The clients registration is now simplified. You can use the new @ImportHttpServices annotation in a @Configuration class:

@Configuration
@ImportHttpServices(group = "library", types = {BookClient.class, AuthorClient.class})
public class HttpServicesConfig {
}

The clients can be declared by type or by package. The group name is optional and used to share some configuration. For example, you can define the base URLs and some timeouts in your application.properties:

spring.http.clients.connect-timeout=2s
spring.http.serviceclient.library.base-url=https://api.acme.com
spring.http.serviceclient.library.read-timeout=5s

The connection timeout is set for all HTTP clients, while the read timeout is specific to the library group.

As expected, programmatic registration or configuration is also possible.

Finally, you can inject and use the HTTP service client instances in your components and use them in the same way as before.

Migration with OpenRewrite

OpenRewrite is an open source tool, written in Java, to execute automated file modifications such as code refactoring or frameworks migration. The file modification rules are called recipes.

OpenRewrite comes with many open source recipes, but Moderne (the company behind OpenRewrite) also provides paid recipes. As you have guessed, there are recipes to migrate to Spring Boot 4. In this section I will focus on the open source one, and I will migrate a Maven project.

Upgrading to Spring Boot 4 with OpenRewrite is done by executing a command line. But before executing the command line, some tips:

  • Make sure you migrate first to the latest Spring Boot 3.5.x release, using OpenRewrite or any other way.
  • Make sure that the project builds correctly and that the tests run fine.
  • Commit or stash your Git changes and open a dedicated branch for the migration.

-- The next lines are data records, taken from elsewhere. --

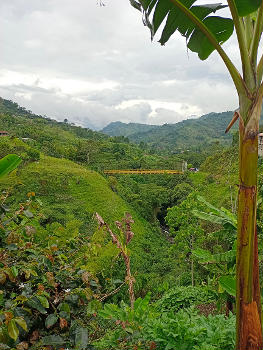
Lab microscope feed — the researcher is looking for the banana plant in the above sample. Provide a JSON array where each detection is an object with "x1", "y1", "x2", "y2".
[
  {"x1": 192, "y1": 196, "x2": 237, "y2": 312},
  {"x1": 0, "y1": 154, "x2": 21, "y2": 178},
  {"x1": 129, "y1": 1, "x2": 263, "y2": 348}
]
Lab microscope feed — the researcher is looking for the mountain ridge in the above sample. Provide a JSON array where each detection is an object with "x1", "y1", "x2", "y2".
[{"x1": 101, "y1": 111, "x2": 237, "y2": 150}]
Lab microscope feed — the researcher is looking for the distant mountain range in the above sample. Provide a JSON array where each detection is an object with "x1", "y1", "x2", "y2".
[
  {"x1": 101, "y1": 111, "x2": 239, "y2": 150},
  {"x1": 1, "y1": 96, "x2": 262, "y2": 152}
]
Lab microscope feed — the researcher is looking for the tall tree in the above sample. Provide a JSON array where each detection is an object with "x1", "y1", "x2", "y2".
[{"x1": 129, "y1": 1, "x2": 263, "y2": 349}]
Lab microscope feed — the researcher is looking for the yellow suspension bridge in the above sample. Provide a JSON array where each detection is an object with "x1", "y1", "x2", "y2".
[
  {"x1": 103, "y1": 161, "x2": 187, "y2": 175},
  {"x1": 104, "y1": 169, "x2": 184, "y2": 175}
]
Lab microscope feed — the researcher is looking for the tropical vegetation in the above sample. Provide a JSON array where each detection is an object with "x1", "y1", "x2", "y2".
[{"x1": 129, "y1": 0, "x2": 263, "y2": 348}]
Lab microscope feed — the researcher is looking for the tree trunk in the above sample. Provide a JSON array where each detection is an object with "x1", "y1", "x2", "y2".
[{"x1": 236, "y1": 96, "x2": 263, "y2": 350}]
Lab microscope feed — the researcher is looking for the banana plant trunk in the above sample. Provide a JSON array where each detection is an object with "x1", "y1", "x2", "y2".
[{"x1": 236, "y1": 94, "x2": 263, "y2": 350}]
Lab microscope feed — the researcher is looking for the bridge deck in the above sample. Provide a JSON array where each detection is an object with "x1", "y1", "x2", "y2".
[{"x1": 104, "y1": 169, "x2": 183, "y2": 175}]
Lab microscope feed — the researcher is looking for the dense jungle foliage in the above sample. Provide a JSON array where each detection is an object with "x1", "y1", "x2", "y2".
[{"x1": 0, "y1": 99, "x2": 263, "y2": 349}]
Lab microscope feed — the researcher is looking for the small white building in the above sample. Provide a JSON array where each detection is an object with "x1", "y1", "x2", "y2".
[{"x1": 259, "y1": 133, "x2": 263, "y2": 157}]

OpenRewrite can be declared in the pom.xml file of your project. This is useful for refactoring recipes you want to execute regularly. But for one shot recipes such as framework migrations, the command line is more convenient.

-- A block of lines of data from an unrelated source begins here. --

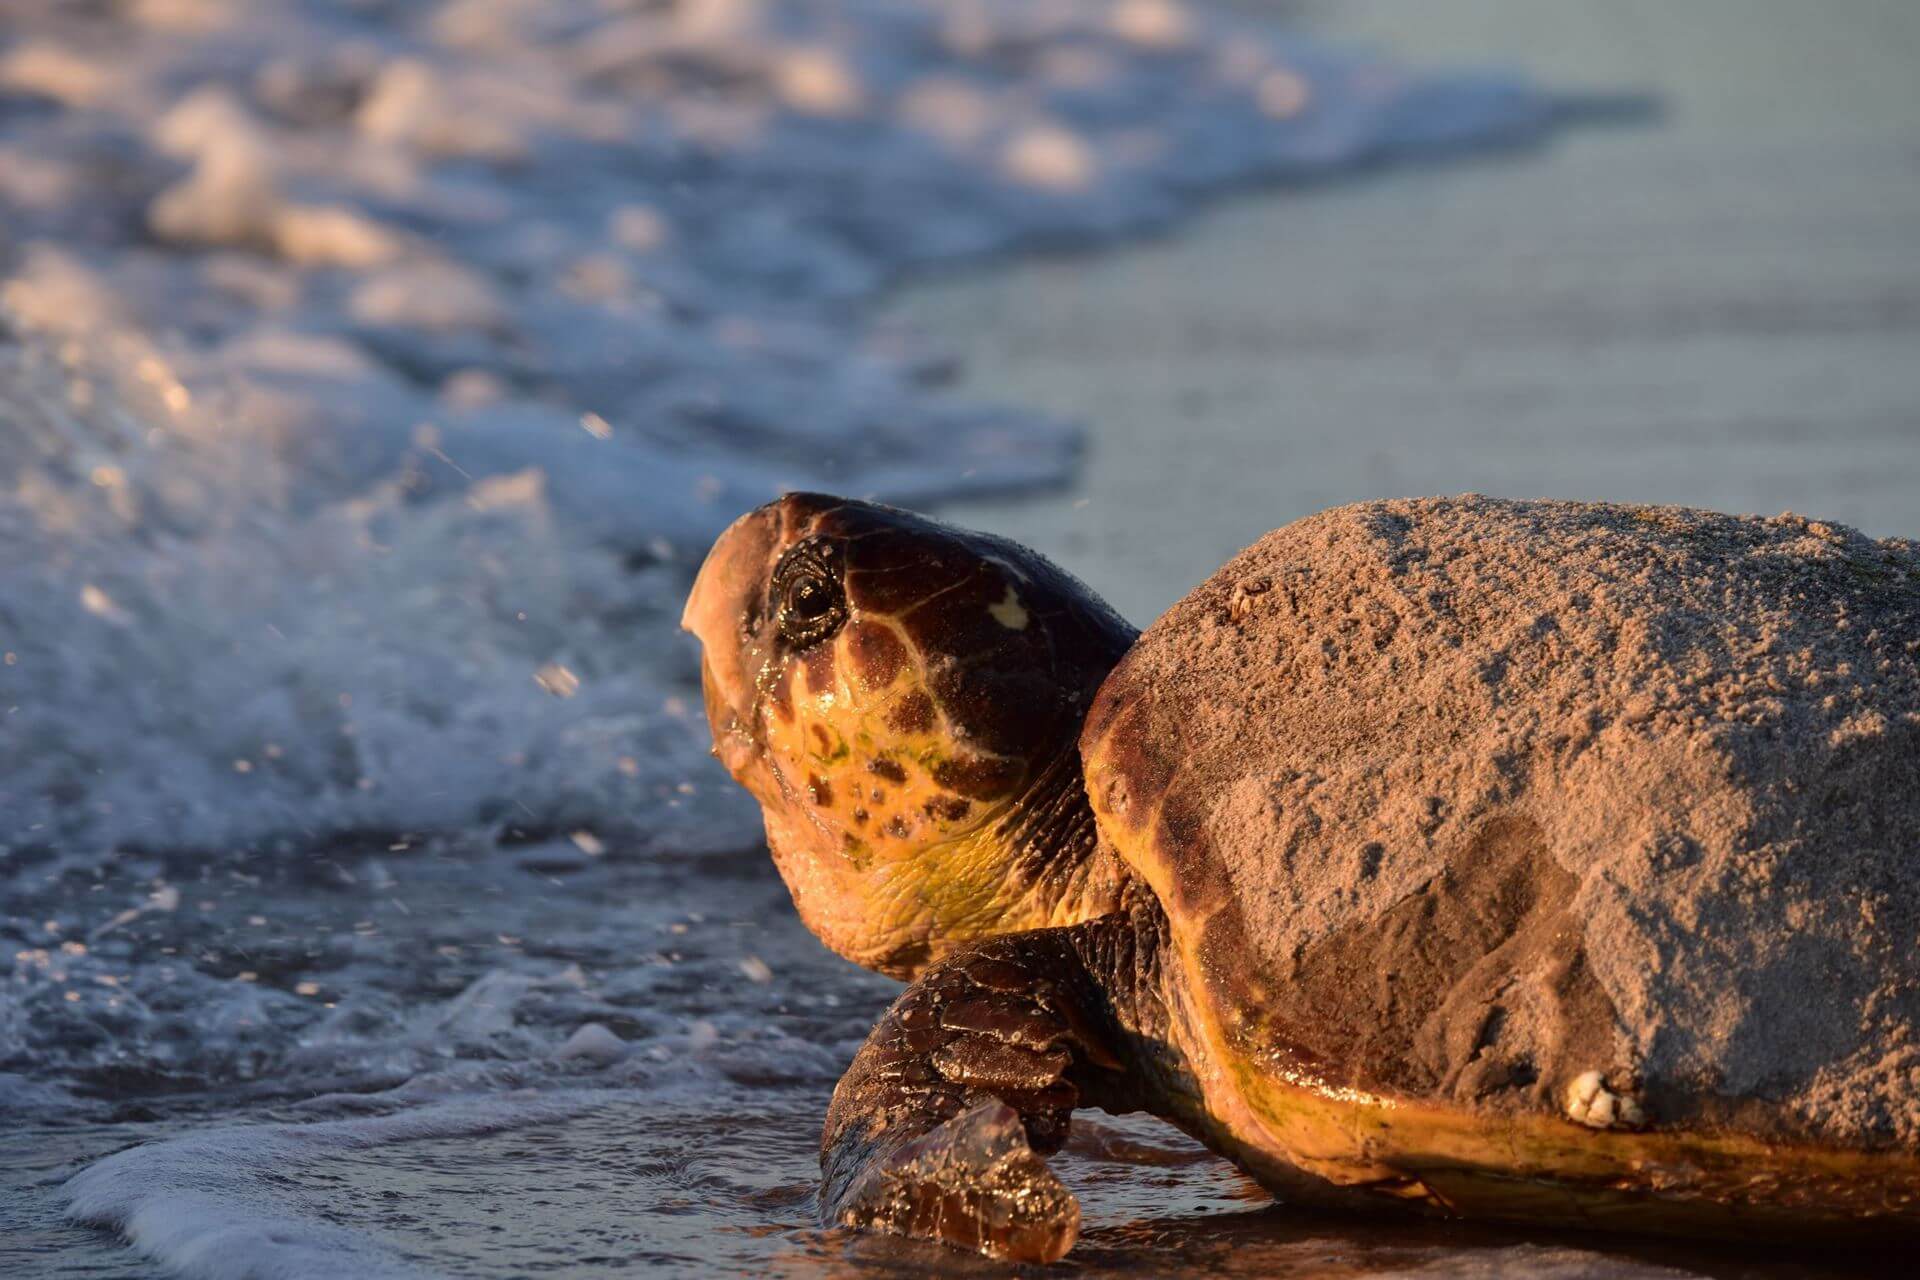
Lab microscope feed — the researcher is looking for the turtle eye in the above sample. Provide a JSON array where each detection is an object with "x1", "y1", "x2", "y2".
[{"x1": 772, "y1": 538, "x2": 847, "y2": 648}]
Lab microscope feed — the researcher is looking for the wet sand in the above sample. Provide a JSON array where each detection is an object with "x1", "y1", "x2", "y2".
[{"x1": 896, "y1": 0, "x2": 1920, "y2": 623}]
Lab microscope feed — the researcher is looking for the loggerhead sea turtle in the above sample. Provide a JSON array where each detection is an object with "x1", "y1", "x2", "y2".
[{"x1": 681, "y1": 492, "x2": 1920, "y2": 1262}]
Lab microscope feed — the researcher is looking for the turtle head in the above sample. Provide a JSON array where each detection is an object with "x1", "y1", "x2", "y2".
[{"x1": 683, "y1": 493, "x2": 1136, "y2": 977}]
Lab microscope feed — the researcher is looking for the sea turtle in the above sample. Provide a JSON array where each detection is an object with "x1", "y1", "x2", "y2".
[{"x1": 681, "y1": 492, "x2": 1920, "y2": 1262}]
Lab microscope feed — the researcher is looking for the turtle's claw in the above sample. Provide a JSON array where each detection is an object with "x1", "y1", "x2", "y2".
[{"x1": 831, "y1": 1099, "x2": 1081, "y2": 1263}]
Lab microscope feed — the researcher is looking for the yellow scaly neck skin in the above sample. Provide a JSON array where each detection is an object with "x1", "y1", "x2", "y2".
[{"x1": 756, "y1": 733, "x2": 1134, "y2": 979}]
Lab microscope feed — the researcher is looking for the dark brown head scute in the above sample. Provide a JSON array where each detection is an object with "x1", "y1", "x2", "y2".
[
  {"x1": 932, "y1": 664, "x2": 1070, "y2": 762},
  {"x1": 800, "y1": 642, "x2": 837, "y2": 692},
  {"x1": 767, "y1": 662, "x2": 796, "y2": 723},
  {"x1": 925, "y1": 795, "x2": 971, "y2": 822},
  {"x1": 807, "y1": 773, "x2": 834, "y2": 807},
  {"x1": 772, "y1": 491, "x2": 849, "y2": 539},
  {"x1": 843, "y1": 526, "x2": 980, "y2": 616},
  {"x1": 887, "y1": 689, "x2": 936, "y2": 734},
  {"x1": 898, "y1": 564, "x2": 1008, "y2": 647},
  {"x1": 846, "y1": 621, "x2": 907, "y2": 690},
  {"x1": 932, "y1": 754, "x2": 1025, "y2": 801},
  {"x1": 867, "y1": 757, "x2": 908, "y2": 784}
]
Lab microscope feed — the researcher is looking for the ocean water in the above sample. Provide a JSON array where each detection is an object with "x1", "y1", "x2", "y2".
[{"x1": 0, "y1": 2, "x2": 1845, "y2": 1276}]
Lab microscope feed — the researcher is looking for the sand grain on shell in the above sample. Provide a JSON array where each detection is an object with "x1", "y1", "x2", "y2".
[{"x1": 1105, "y1": 496, "x2": 1920, "y2": 1146}]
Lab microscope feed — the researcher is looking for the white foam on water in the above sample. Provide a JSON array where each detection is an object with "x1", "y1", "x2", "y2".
[{"x1": 64, "y1": 1091, "x2": 614, "y2": 1280}]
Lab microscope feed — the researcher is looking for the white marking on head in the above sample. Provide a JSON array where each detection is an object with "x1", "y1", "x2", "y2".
[{"x1": 988, "y1": 586, "x2": 1028, "y2": 631}]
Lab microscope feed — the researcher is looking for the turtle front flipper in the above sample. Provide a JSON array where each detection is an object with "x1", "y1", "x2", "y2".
[{"x1": 820, "y1": 923, "x2": 1139, "y2": 1263}]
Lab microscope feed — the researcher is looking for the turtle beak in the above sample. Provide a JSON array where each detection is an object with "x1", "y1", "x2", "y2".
[{"x1": 683, "y1": 502, "x2": 783, "y2": 767}]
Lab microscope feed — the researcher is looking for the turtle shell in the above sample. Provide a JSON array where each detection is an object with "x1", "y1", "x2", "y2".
[{"x1": 1081, "y1": 496, "x2": 1920, "y2": 1177}]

Now you can execute this command line next to the main pom.xml file of your project:

mvn -U org.openrewrite.maven:rewrite-maven-plugin:run -Drewrite.recipeArtifactCoordinates=org.openrewrite.recipe:rewrite-spring:RELEASE -Drewrite.activeRecipes=org.openrewrite.java.spring.boot4.UpgradeSpringBoot_4_0 -Drewrite.exportDatatables=true

It will automatically pick the latest version of OpenRewrite and the Spring Boot 4 recipe.

OpenRewrite will analyze your project and modify the files (pom.xml, Java sources, etc). It may take a while such as minutes or tens of minutes for large projects on slow machines. It will apply many of the Spring or Jackson changes we mentioned before. The recipe may not cover all aspects of the migration, but it should help.

When the command line has finished:

  • Review the modifications. This is important to make sure everything is fine but also to learn about some the new features of Spring Boot 4.
  • Compile and test your project.
  • Fix any remaining issues. For example, for the various package changes (e.g. in Spring or Jackson), delete the broken import and let your IDE suggest the new one.

Another useful tool is the Spring Boot Properties Migrator. It can help you migrate your application.properties or application.yml files to Spring Boot 4.

To use it, add this dependency to your pom.xml after you upgraded to Spring Boot 4.0:

<dependency>
<groupId>org.springframework.boot</groupId>
<artifactId>spring-boot-properties-migrator</artifactId>
<scope>runtime</scope>
</dependency>

Then start the application and check the logs of PropertiesMigrationListener. It will print warnings for deprecated properties. Fix the changed properties, then remove the dependency when done.

Conclusion

In this article, I presented some of the main new features of Spring Boot 4, as well as some tips to migrate more efficiently with OpenRewrite. I hope this will make your Spring Boot 4 journey smoother.

I left aside the test features brought by Spring Boot 4. I may address this subject in a future article.

For additional information, you can refer to the Spring Boot 4 Release Notes or Reference Documentation.